I think you’ll find that men in suits speak freely at universities every day. Equating the cancellation of a debate in a drafty university hall with, for example, what’s going on in Hong Kong right now, is pretty offensive.
As for the suggestion that Tim Shipman and Brendan O’Neill have somehow been silenced, you clearly live in a fantasy world.
Sorry, I just read your comment again. Are you seriously suggesting that the right to protest does not count as freedom of speech?
I didn’t say anything of the sort. I don’t know where you got that idea.
Nor did I mention Hong Kong – for what it’s worth, though, trying to use worse stuff happening there to defend curbing free speech in UK universities is pretty low.
“As for the suggestion that Tim Shipman and Brendan O’Neill have somehow been silenced, you clearly live in a fantasy world.”
This reads like you’re just repeating student slogans, however idiotic. Someone points to a free debate being stopped on a campus and you say it doesn’t amount to a curb on free speech because the speakers have newspaper columns? There’s no such thing as a curb on free speech unless every outlet for expression in the world is also extinguished?
Okay, what’s your solution?
That student bigots should grow up?
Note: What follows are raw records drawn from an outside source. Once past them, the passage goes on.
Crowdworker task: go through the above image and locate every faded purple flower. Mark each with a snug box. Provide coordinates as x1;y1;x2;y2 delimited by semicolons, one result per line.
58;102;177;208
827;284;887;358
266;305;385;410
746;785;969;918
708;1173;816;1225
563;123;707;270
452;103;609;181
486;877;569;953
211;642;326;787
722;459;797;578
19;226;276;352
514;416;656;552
I don’t see free speech on university campuses as a problem to be solved.
By grow up, I take it you mean “shut up”?
Why would you take it to mean that, other than a determination to believe I’m advocating something completely different from what I wrote?
By “grow up” I mean they should let people who disagree with them on controversial issues like abortion hold events like any normal, mature people would – and realise that if people debating political and ethical issues makes you feel uncomfortable that isn’t a reason to stop free discussion.
So what you’re saying is that freedom of speech should only apply to protests as long as they’re polite, quiet and fail to garner any publicity?
As I say, I’m mystified how you can argue that in a situation where everyone has been able to have their say, where a dismal and dry debate in a university hall has been given a national stage, that freedom of speech has somehow been harmed simply because a couple of people have had to share a platform that they’re accustomed to having all to themselves. I get that there’s this weird Oxbridge thing whereby meetings where two posh people get to fake opinions in front of an audience is regarded as the height of civilisation, but even by those standards it is a weird position to hold.
I really can’t tell if you’re failing to get my point or pretending not to. The point is free expression of ideas is essential to what a campus is, and what a free society is. I don’t think press freedom was abolished by this act – I think free academic enquiry and discussion was, however briefly. I think students who wanted to hear different ideas were denied the opportunity.
I don’t think you can justify cancelling debate because the mob or the tyranny of the majority/minority didn’t like the points speakers were making. I don’t think this principle should be ignored whether people get endless publicity or none, whether they are polite or rude.
I’ll bite: It sounds like what you are getting at on the quiet point, but don’t quite want to admit openly, is that you approve of the mob gathering outside public meetings and creating such a noise that it’s impossible for some issues you feel strongly about to be discussed? You think if universities side with the free speech of people who want ideas drowned out rather than expressed – the reverse of what Oxford did by cancelling this debate – they’ve made the right call? But of course this is an embarrassing point of view to admit to holding so you’re pretending your opponents are all opponents of free speech, too, and want to silence people on class or gender grounds. If I am misunderstanding you, then I apologise in advance.
You do realise the debate was cancelled not because organisers worried about a protest but by student unions siding with the protesters?